Active inference and the free energy principle are concepts from neuroscience, cognitive science, and theoretical biology. They might sound complex, but they essentially address how organisms perceive, learn, and act in ever-changing environments.
The free energy principle was developed by neuroscientist Karl Friston. It states that living systems strive to minimize “free energy,” or surprise, in their sensory inputs.
“Surprise” (or prediction error) can be costly or risky. Minimizing it helps organisms stay in familiar, adaptive states and avoid harmful or unexpected situations.
Active inference takes the free energy principle further by incorporating action into the process. Instead of passively waiting for sensory input, an organism actively seeks information or takes steps to make the world match its predictions.
Example: If you’re unsure whether a surface is hot, you might carefully touch it. This action confirms or corrects your prediction, thus minimizing surprise. If it turns out cooler than expected, you update your mental model for future reference.
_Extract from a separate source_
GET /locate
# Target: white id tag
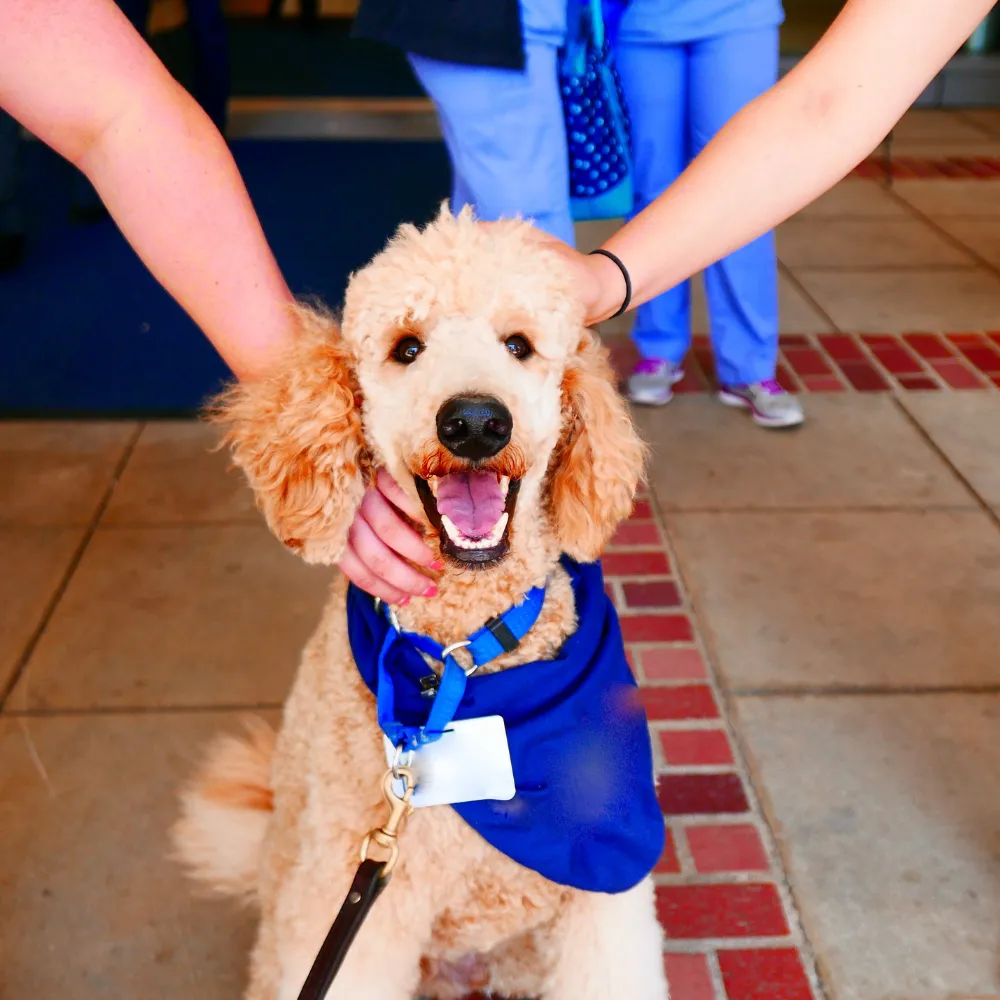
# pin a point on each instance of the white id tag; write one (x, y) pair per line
(470, 763)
1. Free Energy Principle: Organisms aim to minimize surprise by keeping predictions in line with reality.
2. Active Inference: They take action to reduce uncertainty, continually updating their understanding of the world.
By showing how perception and action work together to minimize uncertainty, active inference offers a powerful lens into cognition and behavior. Whether you’re interested in neuroscience, artificial intelligence, or everyday decision-making, these concepts reveal a unifying principle: to predict the world and to act so those predictions come true—or get revised for greater accuracy.